Red Black Tree
Recap of Deletion in a Binary Search Tree
In a Binary Search Tree, we end up deleting a node which is leaf or has one child.
The internal nodes are deleted by replacing it by its inorder successor.
Deletion in a Red Black Tree
Initially, we will delete a node just like we delete a node in a normal binary search tree. Here are the cases we will look at:
1) Red leaf node
2) Black node, with one red child node
3) Black leaf node
- In fithe rst case, the normal binary search tree delete is sufficient. Removing a red node does not change the black depths of any node, nor create a red child for any red node.
- In the second case, after we complete the binary search tree delete, we must simply recolor the child node of the deleted node to black. Changing this color adds one to the black depths of each node in the subtree of the deleted node, restoring the equality of the black depths of all external nodes. Also, changing a node to black does not violate any of the other Red-Black Tree specifications.
- Neither of the strategies mentioned above are adequate for dealing with the third case. Instead, when we patch in the child of the deleted node in this case, in order to temporarily preserve the black depth property, we will color this child node a fictitious "double black" color.
- Before we discuss how to deal with "double black" nodes, let's real quickly justify why the cases above are the only cases we will deal with. First off, we will only delete nodes with 0 or 1 child. Neither colored node can have one black child. If it did, the black height of the node's null child would not be proper. Further more, a red node can NOT have a red child. These observations narrow the cases to the situations listed above.
- The remaining cases with this "double black" node can be categorized as follows: 1) The sibling of the "double black" node is black and has a red child. 2) The sibling of the "double black" node is black and both children are black. 3) The sibling of the "double black" node is red. (Note that initially, even though the double black node is a null node, after starting the recoloring/restructuring process, we may create a double black node that is NOT null.)
- To deal with each of these situations, let's first set up names for all of the important nodes: 1) Let the child of the deleted node, which is colored "double black" be r. 2) Let y be the sibling of r. 3) Let z be a child of y, in each case, the specific child will be designated. 4) Let x be the parent of y.

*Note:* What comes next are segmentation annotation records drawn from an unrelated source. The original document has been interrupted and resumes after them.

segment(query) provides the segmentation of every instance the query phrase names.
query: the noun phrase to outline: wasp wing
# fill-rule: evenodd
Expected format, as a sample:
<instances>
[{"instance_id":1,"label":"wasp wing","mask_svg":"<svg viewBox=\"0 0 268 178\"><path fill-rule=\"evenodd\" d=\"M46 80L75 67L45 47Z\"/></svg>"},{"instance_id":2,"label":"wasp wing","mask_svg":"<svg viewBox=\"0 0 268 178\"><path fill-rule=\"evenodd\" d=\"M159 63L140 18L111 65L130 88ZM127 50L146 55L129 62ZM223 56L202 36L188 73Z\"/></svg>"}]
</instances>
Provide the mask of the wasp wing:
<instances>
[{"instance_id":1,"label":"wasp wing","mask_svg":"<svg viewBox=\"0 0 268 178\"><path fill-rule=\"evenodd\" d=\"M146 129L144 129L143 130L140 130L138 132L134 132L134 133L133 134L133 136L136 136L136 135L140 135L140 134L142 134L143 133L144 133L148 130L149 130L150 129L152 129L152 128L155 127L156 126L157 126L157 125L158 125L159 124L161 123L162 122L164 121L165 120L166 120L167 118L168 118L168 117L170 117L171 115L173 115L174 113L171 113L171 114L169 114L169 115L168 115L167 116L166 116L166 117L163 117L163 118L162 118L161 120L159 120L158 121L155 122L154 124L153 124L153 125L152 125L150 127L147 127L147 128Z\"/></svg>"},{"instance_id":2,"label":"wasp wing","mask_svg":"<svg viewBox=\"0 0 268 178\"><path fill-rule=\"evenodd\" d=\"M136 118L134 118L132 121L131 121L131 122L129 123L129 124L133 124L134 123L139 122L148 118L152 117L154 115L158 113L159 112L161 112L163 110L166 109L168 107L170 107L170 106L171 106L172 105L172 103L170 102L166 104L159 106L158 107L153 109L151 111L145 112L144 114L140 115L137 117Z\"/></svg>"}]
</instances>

Case 1: y is black and has a red child z.
This case corresponds to the transfer operation in a 2-4 Tree delete. Take the nodes, x, y, and z and relabel them a, b, and c, in their inorder ordering. Place b where x used to be, and then have a and c be the left and right children of x, respectively. Color a and c black, and color b whatever color x USED to be. This eliminates the "double black" problem, so we can stop here.
Case 2: y is black and both of its children are as well.
This case corresponds to a fusion operation in a 2-4 Tree. We deal with this case by just recoloring, instead of making any structural changes to the tree. In particular, we will color r black, (changing it from "double black") and then color y red. What this does is subtract one from the black depth of every external node in the subtree of x. To compensate for this, we must change x from red to black. BUT, this only works if x was red to begin with!!! If it's not, to maintain the "black depth" at the external nodes in the subtree rooted at x, we must color x "double black." In essence, if this occurs, we have pushed the "double black" node up the tree, much like a fusion operation can propogate another fusion operation.